Wiesemann: In dieser Beschreibung finde ich die Menschen, die ich kenne, nicht wieder. Es geht hier darum, ein Kind zu bekommen, eine Familie zu gründen – ein für viele Menschen wertvolles Lebensziel. Es ist etwas, das die allermeisten Menschen in dieser Gesellschaft als sinnstiftend erleben. Sich daran zu beteiligen – was ist daran verdreht oder falsch oder stereotyp? Ich finde es eher fatal, wie in den letzten Jahrzehnten mit Samenspende umgegangen wurde. Verschämt, irgendwo in einer kleinen Kabine sollte da ein Mann möglichst anonym Samen produzieren und nie wieder etwas davon erfahren. Das ist doch bizarr gewesen! Erst 2017 wurde das Samenspenderregistergesetz verabschiedet. Darin wurde klargestellt, dass der Samenspender einen Beitrag zur Elternschaft leistet und in dieser Funktion auch für das so gezeugte Kind ansprechbar sein sollte. Behandeln wir Frauen in dieser Angelegenheit wie Männer und mischen uns in ihre Belange nur dann ein, wenn es um gravierende Interessen Dritter geht. Das ist für mich der Maßstab. Und wir messen in Deutschland mit zweierlei Maß, wenn wir Samenspende erlauben, Eizellspende aber nicht.
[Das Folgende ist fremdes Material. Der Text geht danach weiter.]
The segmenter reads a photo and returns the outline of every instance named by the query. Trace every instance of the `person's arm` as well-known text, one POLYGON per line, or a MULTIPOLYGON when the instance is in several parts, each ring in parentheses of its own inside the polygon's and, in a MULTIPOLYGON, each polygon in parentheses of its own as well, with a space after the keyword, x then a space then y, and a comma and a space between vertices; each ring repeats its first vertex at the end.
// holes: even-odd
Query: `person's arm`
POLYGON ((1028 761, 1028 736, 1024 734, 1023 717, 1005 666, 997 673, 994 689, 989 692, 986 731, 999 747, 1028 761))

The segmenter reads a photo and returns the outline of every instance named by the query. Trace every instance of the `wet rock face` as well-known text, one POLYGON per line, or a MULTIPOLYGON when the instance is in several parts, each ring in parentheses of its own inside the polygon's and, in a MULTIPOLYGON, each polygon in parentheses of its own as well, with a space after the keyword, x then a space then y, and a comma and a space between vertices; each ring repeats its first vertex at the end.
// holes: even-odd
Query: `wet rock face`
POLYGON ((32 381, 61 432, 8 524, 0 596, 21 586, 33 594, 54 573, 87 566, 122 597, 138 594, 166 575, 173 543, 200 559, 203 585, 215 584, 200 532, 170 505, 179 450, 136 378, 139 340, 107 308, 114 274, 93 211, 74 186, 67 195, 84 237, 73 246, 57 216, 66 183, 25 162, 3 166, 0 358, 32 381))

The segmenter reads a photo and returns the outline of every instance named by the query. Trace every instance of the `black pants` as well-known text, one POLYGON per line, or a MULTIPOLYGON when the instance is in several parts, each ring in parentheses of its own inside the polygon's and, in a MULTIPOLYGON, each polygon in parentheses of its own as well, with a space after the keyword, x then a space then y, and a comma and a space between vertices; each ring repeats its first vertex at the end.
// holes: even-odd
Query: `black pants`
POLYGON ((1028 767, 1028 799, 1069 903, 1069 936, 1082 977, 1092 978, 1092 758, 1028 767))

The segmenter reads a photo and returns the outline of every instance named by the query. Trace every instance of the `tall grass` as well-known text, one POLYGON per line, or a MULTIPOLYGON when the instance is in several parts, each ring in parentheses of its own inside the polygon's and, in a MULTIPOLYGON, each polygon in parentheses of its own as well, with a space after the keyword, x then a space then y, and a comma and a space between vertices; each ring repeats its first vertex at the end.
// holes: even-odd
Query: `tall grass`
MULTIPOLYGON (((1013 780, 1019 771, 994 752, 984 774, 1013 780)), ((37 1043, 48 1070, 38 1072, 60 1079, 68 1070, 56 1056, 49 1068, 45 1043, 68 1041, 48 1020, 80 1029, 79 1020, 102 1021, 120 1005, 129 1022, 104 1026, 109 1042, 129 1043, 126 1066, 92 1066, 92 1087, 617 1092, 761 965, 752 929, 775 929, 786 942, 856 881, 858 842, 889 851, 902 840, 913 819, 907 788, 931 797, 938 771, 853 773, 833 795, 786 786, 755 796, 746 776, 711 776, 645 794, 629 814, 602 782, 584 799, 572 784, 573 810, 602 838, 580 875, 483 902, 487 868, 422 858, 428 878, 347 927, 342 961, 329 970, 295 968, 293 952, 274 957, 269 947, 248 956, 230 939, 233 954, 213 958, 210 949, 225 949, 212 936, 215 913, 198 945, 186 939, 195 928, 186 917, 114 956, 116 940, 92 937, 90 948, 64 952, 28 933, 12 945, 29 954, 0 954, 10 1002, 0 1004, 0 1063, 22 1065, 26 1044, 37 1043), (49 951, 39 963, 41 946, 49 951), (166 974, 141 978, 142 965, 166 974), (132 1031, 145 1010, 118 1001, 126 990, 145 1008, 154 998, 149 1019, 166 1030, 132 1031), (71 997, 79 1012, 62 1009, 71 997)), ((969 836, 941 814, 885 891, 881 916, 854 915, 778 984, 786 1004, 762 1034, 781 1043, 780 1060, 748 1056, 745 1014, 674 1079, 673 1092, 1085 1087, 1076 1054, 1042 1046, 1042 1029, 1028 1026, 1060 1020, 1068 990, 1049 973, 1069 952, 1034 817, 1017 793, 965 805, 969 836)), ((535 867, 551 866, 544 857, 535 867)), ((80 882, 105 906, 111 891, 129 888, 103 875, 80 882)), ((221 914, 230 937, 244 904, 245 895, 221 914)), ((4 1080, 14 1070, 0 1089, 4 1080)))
Stüwe: Dieses unterschiedliche Maß begründet sich in der Unterschiedlichkeit der beiden Keimzellspenden. Allein schon biologisch gibt es den relevanten Unterschied, dass Spermien kontinuierlich nachproduziert werden können. Ein Ejakulat – das bekanntermaßen ohne risikobehaftete medizinische Eingriffe gewonnen werden kann – beinhalten ca. 20 bis 150 Millionen Spermien. Eizellen sind von Geburt an angelegt und zahlenmäßig begrenzt. Bei der Eizellentnahme handelt es sich um einen längerfristigen, invasiven und potentiell gesundheitsgefährdenden Eingriff. Die Reichweite und die Risiken einer Schwangerschaft für Dritte sind noch erheblicher.
Wiesemann: Erstaunlich ist für mich, dass Teile der feministischen Bewegung hier so paternalistisch argumentieren. Die Grundsatzfrage – hier geht es ja auch um den Internationalen Frauentag – ist: Wie sehr wollen und dürfen wir das Leben von Frauen reglementieren? Aus dieser Entscheidung sollte sich der Staat heraushalten. Lassen wir Frauen diese Entscheidung selbst treffen.